Jesús dijo a sus discípulos:
Yo he venido a traer fuego sobre la tierra, ¡y cómo desearía que ya estuviera ardiendo! Tengo que recibir un bautismo, ¡y qué angustia siento hasta que esto se cumpla plenamente!
¿Piensan ustedes que he venido a traer la paz a la tierra? No, les digo que he venido a traer la división. De ahora en adelante, cinco miembros de una familia estarán divididos, tres contra dos y dos contra tres: el padre contra el hijo y el hijo contra el padre, la madre contra la hija y la hija contra la madre, la suegra contra la nuera y la nuera contra la suegra.

Palabra del Señor.


¿Qué me quieres decir, Señor? ¿Cómo puedo hacer realidad este evangelio en mi vida?

El fuego del amor es el único capaz de purificarnos.
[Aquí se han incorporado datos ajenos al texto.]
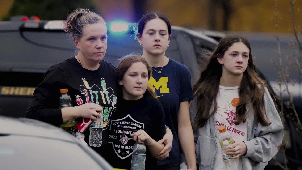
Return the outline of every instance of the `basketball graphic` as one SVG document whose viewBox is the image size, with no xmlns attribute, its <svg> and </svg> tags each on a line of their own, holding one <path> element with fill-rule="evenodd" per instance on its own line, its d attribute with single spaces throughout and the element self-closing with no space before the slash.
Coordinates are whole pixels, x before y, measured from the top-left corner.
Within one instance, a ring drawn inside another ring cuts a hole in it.
<svg viewBox="0 0 302 170">
<path fill-rule="evenodd" d="M 233 106 L 233 107 L 236 107 L 237 106 L 237 105 L 238 104 L 238 103 L 239 102 L 239 98 L 238 97 L 235 97 L 232 100 L 232 105 Z"/>
</svg>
Y ese fuego del amor arde con toda su fuerza y crudeza desde la cruz. Es un amor que se hace entrega, que se hace oblación, que se convierte en perdón, que purifica, que renueva, que santifica.
No basta contemplar al crucificado; no basta creer en Él tan sólo con los labios. Hay que identificarse con Él en el amor. Hay que tomar la propia cruz y echarse a andar tras sus huellas.
Sólo el que ame como Él nos ha amado será capaz de hacer llegar a todos la salvación que el Señor nos ofrece.
No basta anunciar a Cristo con los labios. Hay que entregar a Cristo a los demás. Y lo entregaremos desde la propia vivencia, desde la propia experiencia, desde su presencia en nosotros. Por eso lo que nos une a los demás ya no son los vínculos de sangre; es el amor el que nos hace ser hermanos y tener un sólo Dios y Padre.
El que viva rechazando a Dios vivirá separado del Cuerpo de Cristo, que es su Iglesia, y no podrá ser de nuestra propia sangre y raza.
Por eso hemos de trabajar para que el Señor sea conocido, aceptado y amado por la humanidad entera, especialmente, aunque no de un modo exclusivo, por aquellos que son de nuestra familia conforme a los lazos humanos. Sólo entonces realmente seremos uno en Cristo Jesús.